From a rental property investor’s perspective, another interesting 12 month period is in store. So what can we expect in 2015?

Notions of subsidising private landlords and rising housing unaffordability especially in the Auckland and Canterbury markets remain big headline makers and the simmering debates can be a boil over for political reactions.

The Government will want to curb the housing boom, assist affordability and make sure investors, domestic or foreign, are not dominating the New Zealand residential property market.

They will also want to see some evidence that their responses, so far, are being seen to be helping.

In terms of direct legislative risks for property investors, the Prime Minister in his post-election speech to Parliament gave no indication of any new priority reform areas or signalled any changes to tenancy law.

That said pending is the Building (Earthquake-prone Buildings) Amendment Bill which is to be reported back to Parliament by 30 March by the Local Government and Environment Select Committee. If passed in its current form the bill requires multi-storey or multi-unit residential buildings with 2 or more stories AND 3 or more household units to be earthquake strengthened to minimum building standards.

From around mid-year we can expect to see a private member’s bill to be presented to Parliament. Sponsored by Phil Twyford The Healthy Homes Guarantee Bill proposes to make every rental property in New Zealand meet minimum standards for heating and insulation.

The Green Party has a similarly intentioned bill in the name of Metiria Turei entitled: Energy Efficiency and Conservation (Warm Healthy Rentals Warrant of Fitness) Amendment Bill.

Harder to predict is the Government’s response to the trialling of a warrant of fitness scheme across its state house portfolio. The WOF trial is being led by Building & Housing Minister Nick Smith.

The Government’s final position and any WOF recommendations are of vital interest to the Federation as follow-up requirements could potentially create downstream repercussions for the private rental industry.

In parallel moves, local councils (at least 5), social groups, academics, opposition MPs and others have also long pushed for a WOF regime for ALL rental properties. Their rhetoric could gain new traction based on any WoF requirements for Housing NZ properties. The Federation will continue to point out to policy makers that a compulsory WOF is overly simplistic and will reduce the housing supply, and the cost of registration or compliance, would be simply passed on to tenants.

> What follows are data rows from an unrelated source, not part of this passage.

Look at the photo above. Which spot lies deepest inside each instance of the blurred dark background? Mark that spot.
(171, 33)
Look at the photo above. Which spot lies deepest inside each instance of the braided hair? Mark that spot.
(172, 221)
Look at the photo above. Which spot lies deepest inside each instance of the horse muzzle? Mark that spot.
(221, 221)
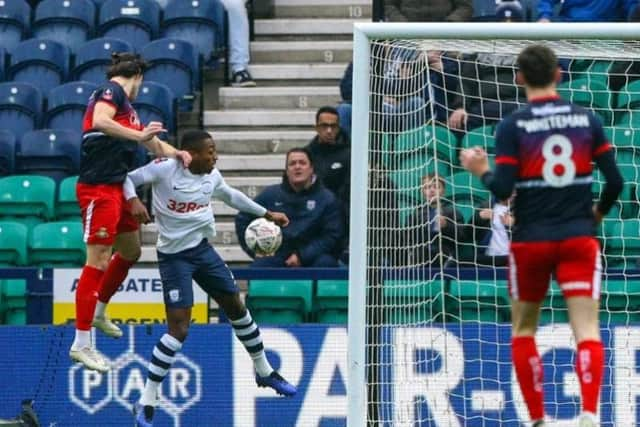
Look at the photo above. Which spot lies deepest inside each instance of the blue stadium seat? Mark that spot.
(43, 63)
(66, 105)
(93, 58)
(14, 22)
(7, 152)
(174, 63)
(199, 22)
(50, 152)
(136, 21)
(20, 107)
(65, 21)
(155, 102)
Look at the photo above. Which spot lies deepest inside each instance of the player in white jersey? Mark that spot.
(182, 208)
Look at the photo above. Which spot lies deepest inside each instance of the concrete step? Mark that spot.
(225, 234)
(251, 162)
(279, 97)
(252, 185)
(305, 27)
(260, 142)
(323, 8)
(325, 51)
(255, 117)
(307, 73)
(229, 253)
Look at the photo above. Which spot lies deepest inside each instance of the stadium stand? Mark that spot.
(7, 152)
(43, 63)
(14, 22)
(66, 105)
(50, 152)
(93, 58)
(20, 107)
(67, 22)
(136, 21)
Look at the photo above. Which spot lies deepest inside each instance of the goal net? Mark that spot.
(430, 331)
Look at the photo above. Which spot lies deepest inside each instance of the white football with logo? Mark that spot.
(263, 236)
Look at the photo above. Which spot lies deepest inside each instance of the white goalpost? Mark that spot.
(429, 318)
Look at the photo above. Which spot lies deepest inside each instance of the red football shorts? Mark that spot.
(105, 213)
(575, 262)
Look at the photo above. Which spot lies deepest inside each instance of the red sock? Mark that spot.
(589, 366)
(115, 273)
(87, 296)
(528, 365)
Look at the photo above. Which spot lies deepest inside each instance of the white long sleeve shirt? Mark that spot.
(182, 202)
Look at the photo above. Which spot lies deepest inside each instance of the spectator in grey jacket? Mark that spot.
(428, 11)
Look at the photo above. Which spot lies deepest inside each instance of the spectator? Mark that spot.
(491, 228)
(238, 43)
(344, 108)
(428, 11)
(434, 221)
(414, 86)
(316, 230)
(587, 11)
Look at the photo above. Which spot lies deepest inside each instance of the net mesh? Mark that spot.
(437, 316)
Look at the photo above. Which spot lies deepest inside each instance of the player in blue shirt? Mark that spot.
(545, 152)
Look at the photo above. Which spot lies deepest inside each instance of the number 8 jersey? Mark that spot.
(553, 145)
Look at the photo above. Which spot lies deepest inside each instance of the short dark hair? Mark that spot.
(193, 140)
(538, 65)
(126, 64)
(327, 109)
(303, 150)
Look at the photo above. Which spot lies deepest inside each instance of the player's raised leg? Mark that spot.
(163, 356)
(127, 252)
(248, 332)
(86, 297)
(578, 273)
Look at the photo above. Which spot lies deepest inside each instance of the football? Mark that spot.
(263, 236)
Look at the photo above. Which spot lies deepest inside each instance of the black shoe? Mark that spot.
(242, 78)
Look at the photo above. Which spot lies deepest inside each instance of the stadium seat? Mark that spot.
(7, 152)
(27, 196)
(20, 107)
(332, 301)
(480, 300)
(175, 64)
(482, 136)
(413, 301)
(155, 102)
(590, 93)
(66, 105)
(199, 22)
(620, 301)
(57, 243)
(50, 152)
(67, 22)
(67, 207)
(93, 58)
(280, 301)
(13, 243)
(629, 96)
(14, 22)
(43, 63)
(136, 21)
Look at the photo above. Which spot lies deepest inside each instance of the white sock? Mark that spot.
(81, 340)
(100, 309)
(150, 393)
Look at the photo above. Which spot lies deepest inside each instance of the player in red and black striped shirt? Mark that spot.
(545, 152)
(111, 134)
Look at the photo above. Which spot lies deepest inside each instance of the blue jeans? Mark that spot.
(238, 34)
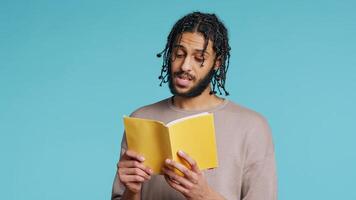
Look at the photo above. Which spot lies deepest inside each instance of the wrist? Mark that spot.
(131, 195)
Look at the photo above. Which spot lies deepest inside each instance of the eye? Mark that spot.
(180, 55)
(199, 59)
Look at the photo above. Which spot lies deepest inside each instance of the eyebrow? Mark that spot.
(199, 50)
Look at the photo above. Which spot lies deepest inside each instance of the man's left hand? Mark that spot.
(192, 184)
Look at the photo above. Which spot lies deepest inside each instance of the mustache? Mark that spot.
(183, 74)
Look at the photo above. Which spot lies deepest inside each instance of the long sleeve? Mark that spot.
(259, 175)
(118, 188)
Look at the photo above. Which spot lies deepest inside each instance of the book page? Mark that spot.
(149, 138)
(185, 118)
(196, 137)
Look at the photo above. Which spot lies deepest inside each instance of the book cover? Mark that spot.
(157, 141)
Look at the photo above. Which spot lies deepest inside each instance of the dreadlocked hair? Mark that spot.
(212, 29)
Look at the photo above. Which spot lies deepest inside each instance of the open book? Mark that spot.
(156, 141)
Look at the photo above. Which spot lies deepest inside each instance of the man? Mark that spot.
(195, 62)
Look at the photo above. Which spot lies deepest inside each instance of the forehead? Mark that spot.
(194, 42)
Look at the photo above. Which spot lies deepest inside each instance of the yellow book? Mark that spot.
(156, 141)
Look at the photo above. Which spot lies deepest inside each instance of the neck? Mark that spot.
(201, 102)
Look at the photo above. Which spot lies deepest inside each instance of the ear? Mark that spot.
(217, 63)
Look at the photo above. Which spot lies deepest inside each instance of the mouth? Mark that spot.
(183, 80)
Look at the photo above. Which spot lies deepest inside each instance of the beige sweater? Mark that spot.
(245, 151)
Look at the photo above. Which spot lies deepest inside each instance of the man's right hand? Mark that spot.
(131, 171)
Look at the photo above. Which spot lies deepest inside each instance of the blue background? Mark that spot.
(69, 70)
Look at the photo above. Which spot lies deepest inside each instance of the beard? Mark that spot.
(196, 90)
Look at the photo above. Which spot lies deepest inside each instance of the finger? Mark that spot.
(190, 160)
(176, 186)
(133, 155)
(134, 164)
(134, 171)
(177, 179)
(132, 178)
(187, 172)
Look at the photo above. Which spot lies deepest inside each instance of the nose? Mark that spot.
(187, 64)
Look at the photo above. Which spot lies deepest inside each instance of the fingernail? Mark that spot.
(141, 158)
(181, 152)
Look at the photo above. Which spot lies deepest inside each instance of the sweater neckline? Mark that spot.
(175, 108)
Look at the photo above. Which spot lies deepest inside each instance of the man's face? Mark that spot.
(189, 78)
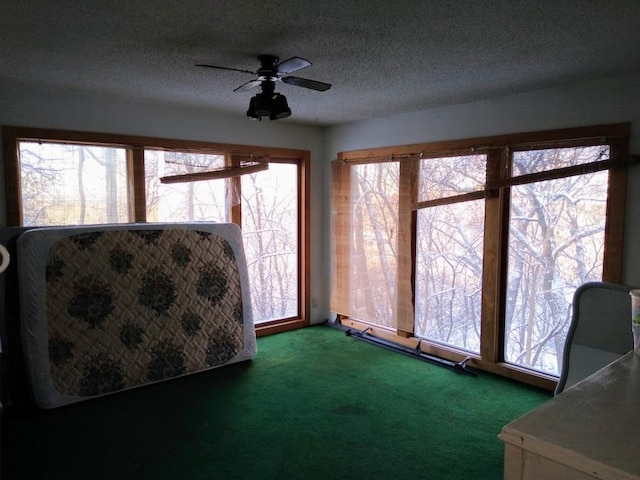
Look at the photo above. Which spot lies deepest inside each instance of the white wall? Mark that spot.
(40, 108)
(593, 103)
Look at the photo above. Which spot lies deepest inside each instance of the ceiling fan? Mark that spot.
(269, 103)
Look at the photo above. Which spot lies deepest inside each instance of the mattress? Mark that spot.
(109, 308)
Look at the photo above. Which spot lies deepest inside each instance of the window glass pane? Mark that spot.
(270, 233)
(65, 184)
(556, 243)
(535, 161)
(449, 176)
(190, 201)
(373, 248)
(449, 245)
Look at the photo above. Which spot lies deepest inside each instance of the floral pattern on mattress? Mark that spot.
(129, 307)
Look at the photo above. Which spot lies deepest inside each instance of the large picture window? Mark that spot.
(74, 178)
(480, 243)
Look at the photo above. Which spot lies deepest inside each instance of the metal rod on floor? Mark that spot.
(458, 367)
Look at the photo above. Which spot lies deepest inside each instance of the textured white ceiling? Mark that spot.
(382, 57)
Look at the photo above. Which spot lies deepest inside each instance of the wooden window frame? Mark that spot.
(497, 198)
(135, 146)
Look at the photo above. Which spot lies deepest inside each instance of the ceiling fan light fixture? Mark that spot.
(264, 104)
(251, 113)
(280, 107)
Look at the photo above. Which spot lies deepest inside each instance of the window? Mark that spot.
(474, 248)
(73, 178)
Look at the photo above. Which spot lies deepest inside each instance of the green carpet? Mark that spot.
(314, 404)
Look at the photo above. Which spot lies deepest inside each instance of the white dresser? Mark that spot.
(591, 430)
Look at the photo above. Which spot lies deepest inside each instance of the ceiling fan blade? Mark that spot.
(248, 86)
(303, 82)
(226, 68)
(293, 64)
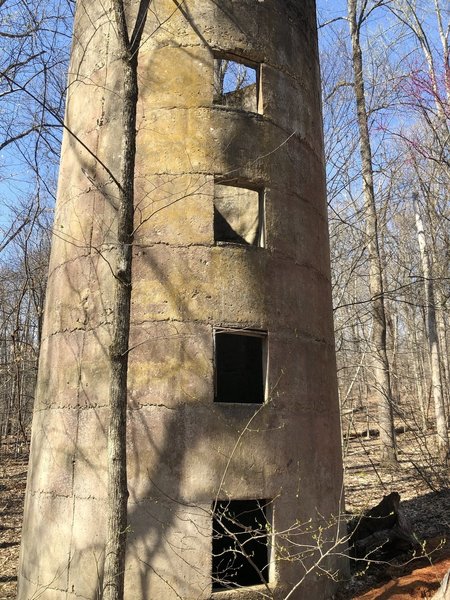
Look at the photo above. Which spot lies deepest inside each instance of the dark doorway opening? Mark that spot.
(240, 548)
(239, 362)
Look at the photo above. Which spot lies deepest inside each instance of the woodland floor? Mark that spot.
(425, 501)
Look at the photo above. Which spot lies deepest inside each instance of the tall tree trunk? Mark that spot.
(118, 352)
(380, 364)
(433, 340)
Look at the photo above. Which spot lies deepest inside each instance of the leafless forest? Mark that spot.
(386, 103)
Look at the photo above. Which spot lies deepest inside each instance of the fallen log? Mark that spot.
(381, 532)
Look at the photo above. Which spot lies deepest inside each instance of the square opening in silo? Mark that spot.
(238, 215)
(240, 544)
(240, 358)
(236, 83)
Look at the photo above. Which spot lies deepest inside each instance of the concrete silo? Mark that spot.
(233, 425)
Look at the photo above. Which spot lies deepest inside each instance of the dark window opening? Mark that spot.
(236, 84)
(238, 215)
(239, 367)
(240, 548)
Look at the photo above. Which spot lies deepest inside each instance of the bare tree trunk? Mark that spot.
(433, 341)
(118, 352)
(380, 364)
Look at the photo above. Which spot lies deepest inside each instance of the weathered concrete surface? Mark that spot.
(184, 450)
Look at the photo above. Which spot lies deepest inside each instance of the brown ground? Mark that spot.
(425, 501)
(13, 473)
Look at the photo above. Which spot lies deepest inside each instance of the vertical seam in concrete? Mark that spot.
(83, 343)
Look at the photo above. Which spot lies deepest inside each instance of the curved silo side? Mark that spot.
(232, 382)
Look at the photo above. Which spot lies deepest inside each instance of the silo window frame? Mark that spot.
(238, 67)
(235, 539)
(240, 368)
(226, 226)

From a macro perspective, the Reserve Bank is expected to move on its proposed property threshold rule as it strives to make banks hold more capital against loans to rental property investors.

It means that those with five or more investment properties could be required to have higher equity requirements and be charged higher mortgage interest rates. The central bank expects that interest rate increase could manage investor demand.

The new lending requirement had been proposed to start from last December, but has been delayed until at least the first half of 2015 while the Reserve Bank continues consulting with banks.

Any interest rate increases poses a very big risk for some property investors and of course cause collateral damage in other provinces especially for those outside of Auckland and Canterbury.

In his first major speech of 2015 (28 January) John Key noted that the Government pays out $1.2 billion in accommodation supplements and $700 million in income-related rent subsidies, both of which are set to expand. He also confirmed plans to sell 1000 to 2000 state houses in the next year to be run by community housing providers with more sales possible over the next few years. The Budget, due in May 2015, will likely include further measures around influencing housing supply.

There is also likely to be further endorsement for IRD to chase residential property speculators. Inland Revenue has been proactively tracking down people or entities attempting to avoid paying tax and this was showing big dividends.

If recent Australian Government moves to put in place a register of property ownership to help establish how much is held by overseas owners are any indication, then the NZ Government may be under pressure to commence work on their own register of foreign house owners. A register, or some such, cannot be ruled out.

During 2015 it is likely the Government could follow up on the recent Law Commission’s Review of Trusts and the recommendations it has made for reform. This means there is likely to be increased risk and liabilities in the future for the trustees of the 500,000 trusts in New Zealand.

With Parliament resuming its sitting program in mid-February the Federation will look for early opportunities to update Parliamentary housing spokespersons including Phil Twyford (Labour), Denis O’Rourke (NZ First) and Kevin Hague (Green Party) on Federation perspectives. These are in addition to the 3 senior ministers focused on housing (Nick Smith, Bill English and Paula Bennett).

In his state of the nation speech (delivered 28 January) Labour Leader Andrew Little did not spell out any policy details. The party is currently conducting a review on their election campaign and where they stand on Capital Gains Tax and ring fencing of property tax losses. Those review findings are expected to be released in February.

On a brighter side landlords will soon be able to lodge tenancy bond payments online. At present, the only way they can do it is by cheques paid to the Ministry of Business, Innovation and Employment. Building and Housing Minister Nick Smith said a new payment system, is expected to go live towards the end of the year.

In sum, property investors can look forward with some confidence in the coming year however housing in general remains a contentious theme with it being key area of focus for politicians. Accordingly, this carries with it a range of legislative and regulatory risk which the Federation will continue to monitor seriously and manage.